Gao Jinlong arrives for the interview by moped, typical transportation for the thrifty Shanghainese.
Wearing glasses, striped blue shirt and black trousers, he looks a little chubby for an amateur swimmer.
“I don’t swim anymore,” Gao admits. “It’s costly to swim in Shanghai. Besides, my own stroke can be stolen by the others if I swim in public pools too often.”
The 60-year-old handyman removes a simply bound booklet from a plastic bag and sets it on the table. The title: “An Introduction to the Chinese Leisurely Stroke.”
The Chinese stroke
Gao Jinlong came to public attention in Shanghai two years ago when, during an interview with Shanghai’s Sports Channel, he claimed to have invented a new swimming technique.
During the interview, Gao demonstrated his stroke in a child’s pool.
He lay face up with both arms behind him, moving his arms as though doing a reverse breaststroke. His two legs remained completely still. His forward motion was propelled by his arms.
When in the water, his body resembled the Chinese character for “zhong” (中), the first character in the word for “China” (中国).
Gao called his technique the “Chinese stroke.”
A leisurely swimming style
A key feature of the “Chinese stroke” is the swimmer’s head position.
“It’s dangerous to swim in rapid rivers with most of the popular swimming strokes,” Gao explains. “But the Chinese stroke allows you to do this, as you swim with your legs in front of you, so you can assess what is ahead.”
“You can even use it when the water level is lower than your knees,” he adds.
Gao also boasts that his “Chinese stroke” is the world’s first truly “leisurely” swimming style, because it requires little effort.
To Gao, many swimming strokes are over-complicated or of use only for high intensity training, which does not suit the needs of those who swim for recreation.
“Old people can use [the Chinese stroke], too,” Gao says. “The risk of choking on water is much less than with other strokes. It’s very safe.”
Applying for a patent
Gao Jinlong “invented” this stroke purely by chance.
He says that about 30 years ago, while he was swimming in a river in Anhui Province, he saw a small boat casually manage to reverse itself from a dead stop.
It led him to wonder if swimmers, too, could do the same. Thus inspired, he came up with this “feet first” method of swimming.
Gao’s greatest wish is to get the stroke patented, so that he can begin commercialization efforts.
“This technique has great commercial potential,” he says. “We cannot only hold classes, but also establish a specialized Chinese stroke swimming club.”
Despite Gao’s numerous proposals over the past five years, the Shanghai Sports Bureau has yet to take interest in his introduction booklet.

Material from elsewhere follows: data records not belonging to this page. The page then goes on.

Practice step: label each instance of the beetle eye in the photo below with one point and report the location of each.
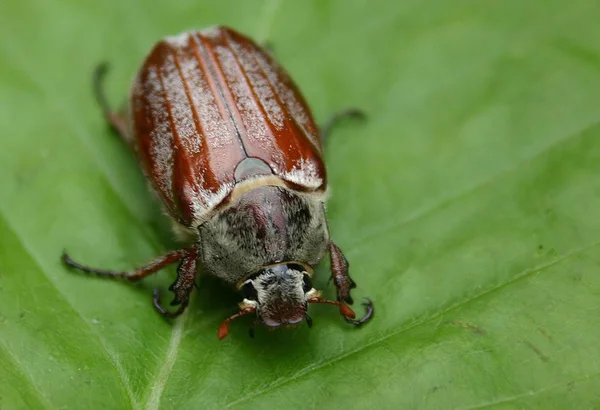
(307, 283)
(249, 291)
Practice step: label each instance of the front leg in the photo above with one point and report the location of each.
(339, 273)
(344, 283)
(183, 285)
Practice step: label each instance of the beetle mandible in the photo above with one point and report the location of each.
(230, 146)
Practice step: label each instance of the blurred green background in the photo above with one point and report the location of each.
(468, 206)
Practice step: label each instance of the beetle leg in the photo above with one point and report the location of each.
(135, 275)
(183, 285)
(116, 120)
(337, 118)
(339, 273)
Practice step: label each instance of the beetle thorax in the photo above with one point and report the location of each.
(265, 226)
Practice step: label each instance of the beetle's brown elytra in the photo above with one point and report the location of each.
(233, 152)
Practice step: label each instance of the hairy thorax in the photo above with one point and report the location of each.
(265, 226)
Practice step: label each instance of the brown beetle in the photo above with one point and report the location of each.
(231, 148)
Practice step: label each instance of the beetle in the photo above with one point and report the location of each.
(232, 151)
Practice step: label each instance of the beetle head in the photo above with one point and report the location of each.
(279, 295)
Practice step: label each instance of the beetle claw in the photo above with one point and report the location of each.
(370, 311)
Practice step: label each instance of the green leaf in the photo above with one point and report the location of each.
(468, 206)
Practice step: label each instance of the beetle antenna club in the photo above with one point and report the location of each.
(239, 167)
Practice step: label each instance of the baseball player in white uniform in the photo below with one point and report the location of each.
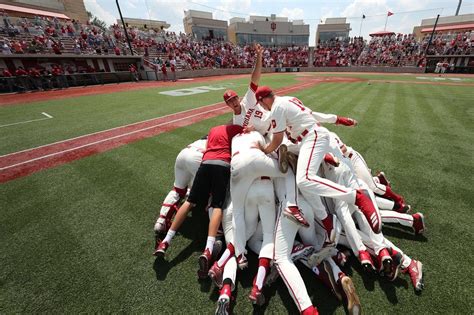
(185, 168)
(289, 114)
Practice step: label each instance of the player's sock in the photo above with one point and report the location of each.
(309, 311)
(228, 253)
(406, 261)
(210, 243)
(263, 266)
(226, 288)
(169, 236)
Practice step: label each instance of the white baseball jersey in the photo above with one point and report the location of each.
(290, 112)
(246, 102)
(246, 141)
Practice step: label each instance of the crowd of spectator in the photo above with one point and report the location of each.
(458, 43)
(183, 52)
(338, 53)
(391, 50)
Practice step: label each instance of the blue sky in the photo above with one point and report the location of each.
(407, 13)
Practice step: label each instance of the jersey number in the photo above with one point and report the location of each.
(298, 103)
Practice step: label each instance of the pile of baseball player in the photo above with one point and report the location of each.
(279, 184)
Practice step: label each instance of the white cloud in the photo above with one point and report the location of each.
(292, 14)
(100, 12)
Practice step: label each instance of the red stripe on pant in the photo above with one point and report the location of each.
(309, 164)
(289, 287)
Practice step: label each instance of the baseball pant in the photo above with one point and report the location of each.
(313, 148)
(245, 168)
(185, 168)
(396, 217)
(285, 232)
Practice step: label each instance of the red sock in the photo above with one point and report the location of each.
(310, 311)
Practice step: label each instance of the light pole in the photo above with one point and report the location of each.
(124, 28)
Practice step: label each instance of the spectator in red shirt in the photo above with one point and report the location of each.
(212, 179)
(173, 72)
(164, 72)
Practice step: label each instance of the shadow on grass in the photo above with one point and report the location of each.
(402, 232)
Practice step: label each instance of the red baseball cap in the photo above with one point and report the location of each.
(262, 92)
(229, 94)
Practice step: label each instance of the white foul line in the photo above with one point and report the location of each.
(137, 123)
(28, 121)
(107, 139)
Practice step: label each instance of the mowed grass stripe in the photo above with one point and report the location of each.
(83, 115)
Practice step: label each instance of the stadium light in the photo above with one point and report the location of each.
(124, 28)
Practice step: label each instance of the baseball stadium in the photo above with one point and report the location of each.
(236, 157)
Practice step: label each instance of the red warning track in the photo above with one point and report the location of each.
(25, 162)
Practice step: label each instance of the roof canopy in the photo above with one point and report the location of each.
(381, 33)
(450, 28)
(14, 8)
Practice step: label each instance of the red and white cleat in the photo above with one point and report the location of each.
(294, 213)
(415, 270)
(333, 228)
(365, 204)
(216, 274)
(256, 296)
(353, 301)
(204, 262)
(366, 261)
(383, 179)
(223, 305)
(418, 223)
(161, 249)
(385, 262)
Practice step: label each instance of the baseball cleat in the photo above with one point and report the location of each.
(364, 203)
(366, 261)
(217, 249)
(353, 302)
(204, 261)
(242, 262)
(385, 262)
(401, 207)
(330, 279)
(294, 213)
(256, 296)
(292, 160)
(415, 270)
(160, 225)
(216, 274)
(223, 305)
(333, 228)
(317, 258)
(341, 257)
(418, 223)
(161, 249)
(383, 179)
(397, 259)
(299, 250)
(283, 158)
(272, 276)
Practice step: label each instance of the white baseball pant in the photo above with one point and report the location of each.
(185, 168)
(285, 233)
(245, 168)
(313, 148)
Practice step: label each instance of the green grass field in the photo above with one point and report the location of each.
(79, 237)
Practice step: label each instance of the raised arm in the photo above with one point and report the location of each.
(334, 119)
(257, 71)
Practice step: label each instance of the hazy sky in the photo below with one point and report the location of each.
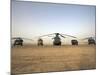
(31, 19)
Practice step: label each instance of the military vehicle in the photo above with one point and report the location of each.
(57, 39)
(19, 41)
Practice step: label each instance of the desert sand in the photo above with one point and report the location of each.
(33, 59)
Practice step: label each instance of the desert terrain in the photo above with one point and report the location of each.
(34, 59)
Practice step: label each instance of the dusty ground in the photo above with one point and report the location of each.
(30, 59)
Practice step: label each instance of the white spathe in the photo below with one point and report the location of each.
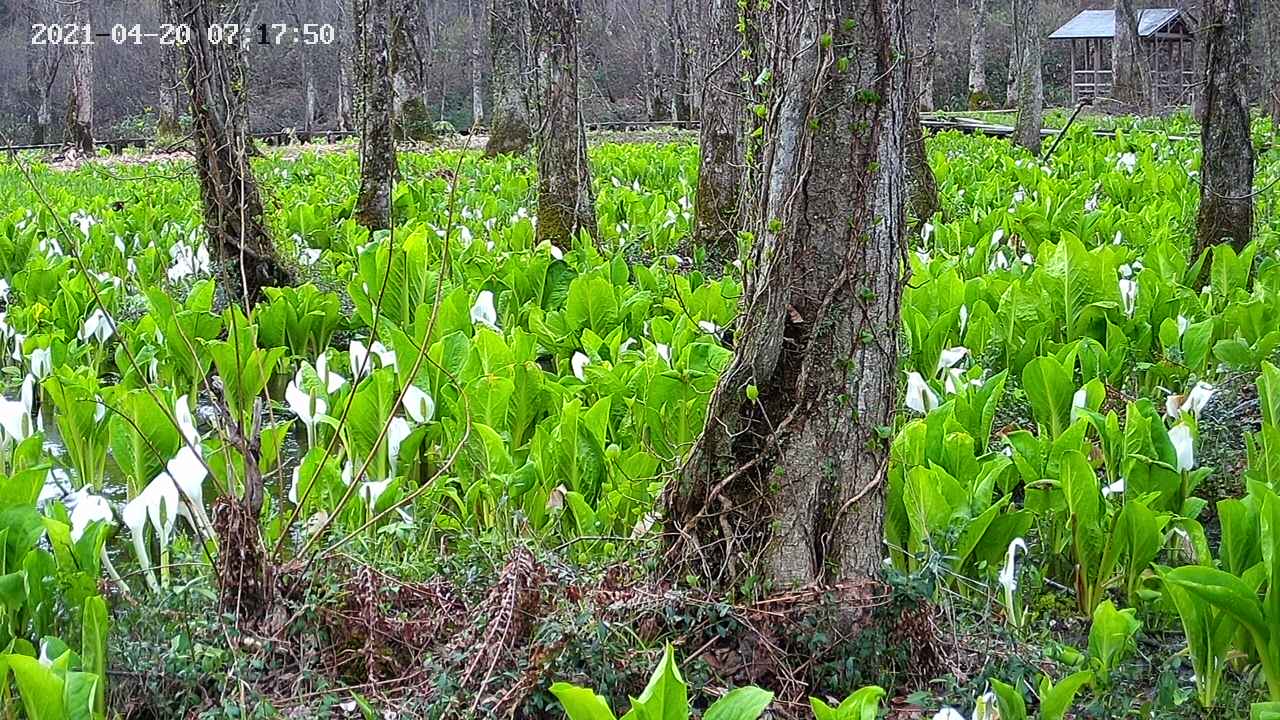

Failure to get his stroke officially recognized has been a great disappointment.
A line on his handbook’s cover page tells the story: “Investors and entrepreneurs interested in recreational sports are welcome to get in touch.”
Pan Lijun, lecturer at Shanghai University of Sports, says that Gao’s “invention” is no news to amateur and professional swim teams.
“[This style is] used to help the swimmer get a better sense of water,” Pan says. “It uses palms to paddle and is used frequently during the training of synchronized swimmers.”
Gao has heard the same criticism often, yet he still becomes agitated when being challenged by professional opinion.
“I know many people claim to know this technique, but I’d like to challenge them to see who can swim the fastest,” he says, his voice rising, his face turning red.
“The shallower the water, the better. You can even scatter some nails or glass shards on the bottom of the pool, and those who really know this technique won’t get hurt swimming past them.”
Relaxing once more, Gao points to his booklet and explains that even though there may be others aware of the stroke, no one has yet compiled a guide as he has done.
“This is definitely a world’s first,” Gao says. “Because in my entire life, I have never done anything others have already done.”